A senior lawmaker from Japan’s ruling Liberal Democratic Party has said that the country should create its own digital yen within the next 2-3 years.

“The sooner the better. We’ll draft proposals to be included in government’s policy guidelines, and hopefully make it happen in two-to-three years,” Kozo Yamamoto told Reuters on Monday. The lawmaker’s remarks highlight the pressure Japan feels against China’s progress on digital currency.

Last month, another group of Japanese lawmakers, led by former economy minister Akira Amari, said that they are working on a proposal to issue digital currency. Yamamoto today said he would work with Amari to push the government to adopt their proposals.

Japan wants to curb the potential influence of China’s upcoming digital yuan. Norihiro Nakayama, a lawmaker from Japan’s ruling party, recently said that China’s digital currency is “a challenge to the existing global reserve currency system and currency hegemony” and that Japan would need U.S. support to counter China’s efforts.
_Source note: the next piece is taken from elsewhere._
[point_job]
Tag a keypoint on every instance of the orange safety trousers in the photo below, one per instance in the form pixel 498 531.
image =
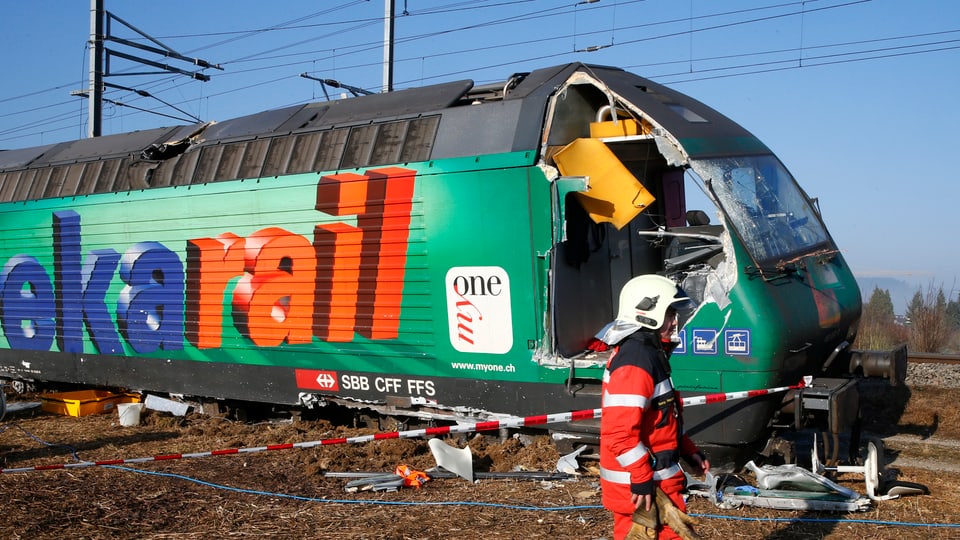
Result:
pixel 672 487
The Bank of Japan, the country’s central bank, has started initiatives to research digital currencies. Last month, it joined hands with five other major central banks - the Bank of England, the Bank of Canada, the European Central Bank, the Sveriges Riksbank (Sweden) and the Swiss National Bank - to explore digital currencies.

"If each country manages to control flows of money with their own (digital) currencies, that could prevent a big swing at a time of crisis and stabilize their own economy," Yamamoto said today.